Balagarh Bijoy Krishna Mahavidyalaya, a general degree college, was established at Balagarh in 1985.

In Balagarh CD Block, amongst the 129 inhabited villages, 10 had no school, 40 had more than 1 primary school, 92 had at least 1 primary school, 27 had at least 1 primary and 1 middle school and 21 had at least 1 middle and 1 secondary school.

==Culture==
===Library===
In Balagarh there is a 115 year's old public library named as Chandra Saraswati Pathagar. There is another big library of Sripur kalyan Samiti (125 year's).

===Guptipara===
Guptipara is a town under Balagarh Police Station.

The first publicly organised Jagadhatri Puja was held at Guptipara, when some men were stopped from taking part in a household Jagadhatri puja. Twelve of them formed a committee and organised a barowari (baro means twelve and yar means friend) puja (worshipping). There is a difference of opinion about the year of worship – 1761 or 1790.
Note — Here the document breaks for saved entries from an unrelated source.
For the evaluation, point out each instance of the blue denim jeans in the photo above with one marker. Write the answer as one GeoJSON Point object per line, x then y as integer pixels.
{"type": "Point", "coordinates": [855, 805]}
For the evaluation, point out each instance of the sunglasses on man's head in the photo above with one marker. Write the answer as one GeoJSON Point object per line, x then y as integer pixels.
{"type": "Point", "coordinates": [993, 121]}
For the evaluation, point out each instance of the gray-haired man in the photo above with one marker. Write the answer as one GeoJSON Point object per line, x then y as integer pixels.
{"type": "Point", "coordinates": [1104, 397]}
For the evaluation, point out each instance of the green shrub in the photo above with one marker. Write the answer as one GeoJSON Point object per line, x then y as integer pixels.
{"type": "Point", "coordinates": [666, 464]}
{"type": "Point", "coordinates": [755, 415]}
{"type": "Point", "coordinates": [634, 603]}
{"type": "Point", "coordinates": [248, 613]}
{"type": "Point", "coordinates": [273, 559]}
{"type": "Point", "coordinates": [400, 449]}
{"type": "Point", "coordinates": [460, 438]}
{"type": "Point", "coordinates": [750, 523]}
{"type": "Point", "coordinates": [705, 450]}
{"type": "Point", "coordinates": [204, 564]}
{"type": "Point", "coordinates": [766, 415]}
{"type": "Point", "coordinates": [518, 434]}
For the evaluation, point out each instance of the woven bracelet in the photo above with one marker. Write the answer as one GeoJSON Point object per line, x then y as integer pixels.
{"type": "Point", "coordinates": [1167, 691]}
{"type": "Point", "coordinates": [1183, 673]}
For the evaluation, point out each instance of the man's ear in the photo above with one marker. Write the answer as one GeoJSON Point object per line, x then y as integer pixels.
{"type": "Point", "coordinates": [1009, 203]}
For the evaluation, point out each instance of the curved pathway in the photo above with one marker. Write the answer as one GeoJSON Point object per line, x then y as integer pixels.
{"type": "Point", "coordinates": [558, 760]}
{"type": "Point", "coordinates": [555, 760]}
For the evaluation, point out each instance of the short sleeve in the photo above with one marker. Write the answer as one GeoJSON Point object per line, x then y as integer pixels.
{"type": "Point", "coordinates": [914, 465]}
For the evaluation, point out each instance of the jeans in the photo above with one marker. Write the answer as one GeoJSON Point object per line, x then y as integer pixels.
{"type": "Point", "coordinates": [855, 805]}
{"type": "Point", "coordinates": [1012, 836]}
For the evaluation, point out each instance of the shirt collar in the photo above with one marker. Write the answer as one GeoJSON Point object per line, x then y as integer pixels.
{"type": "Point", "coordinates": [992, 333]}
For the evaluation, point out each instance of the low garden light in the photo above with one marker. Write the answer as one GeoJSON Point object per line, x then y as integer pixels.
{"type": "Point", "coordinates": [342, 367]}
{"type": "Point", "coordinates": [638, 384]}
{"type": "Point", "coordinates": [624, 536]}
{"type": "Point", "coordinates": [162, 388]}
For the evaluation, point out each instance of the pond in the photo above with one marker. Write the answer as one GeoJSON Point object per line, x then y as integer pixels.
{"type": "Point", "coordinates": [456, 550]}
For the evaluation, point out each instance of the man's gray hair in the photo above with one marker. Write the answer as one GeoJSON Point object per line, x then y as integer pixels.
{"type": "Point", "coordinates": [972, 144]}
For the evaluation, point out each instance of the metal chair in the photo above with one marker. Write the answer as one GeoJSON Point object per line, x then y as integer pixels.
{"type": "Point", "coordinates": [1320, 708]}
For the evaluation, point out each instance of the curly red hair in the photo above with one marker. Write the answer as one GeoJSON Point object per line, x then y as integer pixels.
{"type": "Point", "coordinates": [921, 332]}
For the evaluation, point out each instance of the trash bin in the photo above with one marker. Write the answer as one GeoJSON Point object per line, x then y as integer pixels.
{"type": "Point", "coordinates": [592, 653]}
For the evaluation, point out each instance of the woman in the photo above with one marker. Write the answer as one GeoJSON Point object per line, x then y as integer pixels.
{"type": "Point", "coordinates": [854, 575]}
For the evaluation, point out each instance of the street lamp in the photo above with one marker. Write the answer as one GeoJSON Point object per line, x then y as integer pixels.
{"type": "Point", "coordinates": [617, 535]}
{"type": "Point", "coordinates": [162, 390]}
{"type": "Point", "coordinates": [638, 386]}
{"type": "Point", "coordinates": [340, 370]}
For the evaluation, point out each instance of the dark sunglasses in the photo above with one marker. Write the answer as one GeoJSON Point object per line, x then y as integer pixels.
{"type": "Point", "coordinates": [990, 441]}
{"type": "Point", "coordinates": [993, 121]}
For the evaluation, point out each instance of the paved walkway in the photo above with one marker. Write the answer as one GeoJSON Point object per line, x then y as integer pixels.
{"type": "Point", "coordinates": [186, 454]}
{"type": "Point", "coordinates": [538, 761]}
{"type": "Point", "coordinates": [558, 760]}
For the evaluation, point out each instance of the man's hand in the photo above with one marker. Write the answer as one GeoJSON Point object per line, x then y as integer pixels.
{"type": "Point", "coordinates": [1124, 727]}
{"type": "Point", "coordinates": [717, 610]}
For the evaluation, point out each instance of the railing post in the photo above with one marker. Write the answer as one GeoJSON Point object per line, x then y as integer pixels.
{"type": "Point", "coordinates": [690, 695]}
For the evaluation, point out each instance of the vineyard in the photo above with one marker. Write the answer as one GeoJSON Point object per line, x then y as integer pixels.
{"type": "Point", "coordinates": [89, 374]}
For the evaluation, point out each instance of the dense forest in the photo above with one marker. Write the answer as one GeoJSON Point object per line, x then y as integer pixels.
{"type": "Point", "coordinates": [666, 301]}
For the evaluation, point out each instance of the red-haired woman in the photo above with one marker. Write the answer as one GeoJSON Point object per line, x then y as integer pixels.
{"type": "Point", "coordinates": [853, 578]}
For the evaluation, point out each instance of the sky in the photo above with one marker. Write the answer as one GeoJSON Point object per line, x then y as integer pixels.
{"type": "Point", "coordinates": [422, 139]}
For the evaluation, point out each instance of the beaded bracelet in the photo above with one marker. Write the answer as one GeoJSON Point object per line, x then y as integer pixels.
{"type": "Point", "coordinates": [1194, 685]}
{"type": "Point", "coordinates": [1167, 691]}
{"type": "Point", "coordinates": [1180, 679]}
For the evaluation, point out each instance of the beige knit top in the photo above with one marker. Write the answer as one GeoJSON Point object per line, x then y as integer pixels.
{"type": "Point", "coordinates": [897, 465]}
There are some old temples in the village - Brindabanchandra Temple, Chaitanyadev Temple, Krishna Chandra Temple and Ramachandra Temple.

==Healthcare==
In 2014, Balagarh CD Block had 1 block primary health centre, 6 primary health centres and 4 private nursing homes with total 40 beds and 4 doctors (excluding private bodies). It had 36 family welfare subcentres. 2,150 patients were treated indoor and 263,300 patients were treated outdoor in the hospitals, health centres and subcentres of the CD Block.

Jirat Hospital (with 30 beds) is located in Jirat, Ahammadpur area, Bakulia Primary Health Centre at PO Bakuliagram (with 6 beds), Dumurdaha-Nityanadapur PHC at PO Gopalpur (10 beds), Guptipara PHC (with 10 beds), Mohipalpur PHC at PO Bridabanpur (with 4 beds), Sukharia PHC at Somra (with 4 beds) and Sripur-Bolagarh PHC at PO Balagarh (with 10 beds).

Balagarh CD Block is one of the areas of Hooghly district where ground water is affected by high level of arsenic contamination. The WHO guideline for arsenic in drinking water is 10 mg/ litre, and the Indian Standard value is 50 mg/ litre. In Hooghly district, 16 blocks have arsenic levels above WHO guidelines and 11 blocks above Indian standard value. The maximum concentration in Balagarh CD Block is 600 mg/litre.